[comp.lang.c++] Strings

dl@g.g.oswego.edu (Doug Lea) (10/24/89)

Two issues involving Strings...

Andy Koenig says...

> > 	a+b = c;
> 
> > appears to be legal. (As least it compiled under 1.2.) Is it legal under
> > 2.0 ? What does it really mean? Shouldn't  the '=' operator be forced
> > to only accept an lvalue as its left-hand operand?
> 
> How about making operator+ return a const matrix?
> Then you won't be able to assign to it.
> 
> 
> To tell the truth, I hadn't thought about this issue until this
> question forced me to do so.  There are zillions of things like
> string classes out there that say
> 
> 	extern String operator+(const String&, const String&);
> 
> and apparently they really should say
> 
> 	extern const String operator+(const string&, const String&);

This doesn't seem like the right solution. Consider

String& addeol(String& s) { s += "\n"; return s; }

main()
{
  String a, b; //...
  String c = addeol(a+b);
  //...
}

which would be illegal if operator+ returned a const String. (Yes,
the form of `addeol' is contrived, but not indefensible.)

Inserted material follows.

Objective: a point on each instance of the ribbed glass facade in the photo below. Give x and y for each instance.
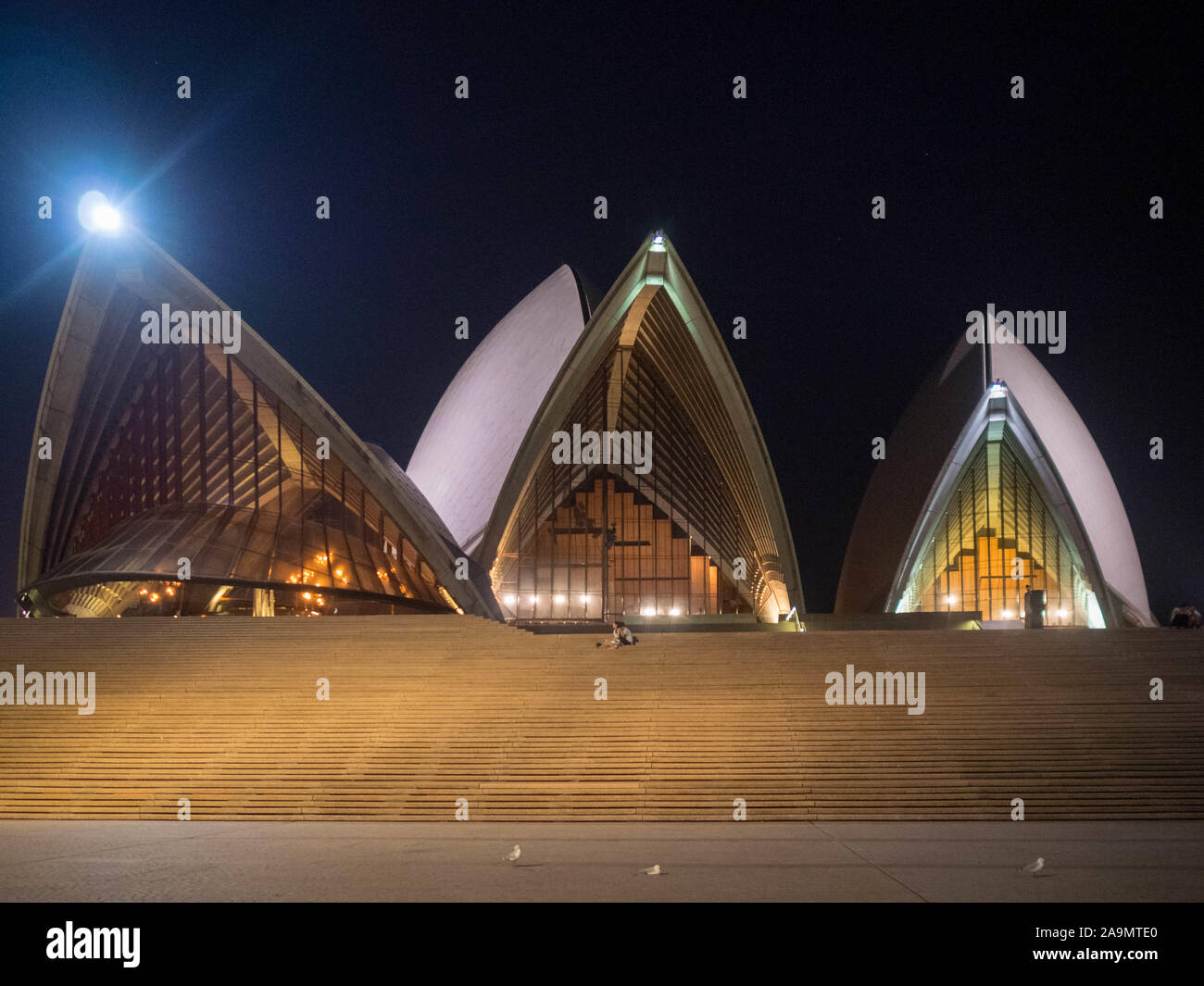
(995, 538)
(590, 541)
(200, 460)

Actually, I think the `a+b = c;' issue is more of a curiosity -- an
inherent difference between classes and builtins -- than a real
problem. (There are a couple of other class vs builtin differences
along these lines that I briefly mentioned in my Denver Usenix paper.)
The code is legal and compiles (at least with libg++ Strings), but
results in a temporary being created for (a+b), then modified via the
assignment (=c), but never bound to any symbol, so inaccessible.
While this looks odd, it does do exactly what the programmer
specified.

In an unrelated thread, Jerry Schwarz says...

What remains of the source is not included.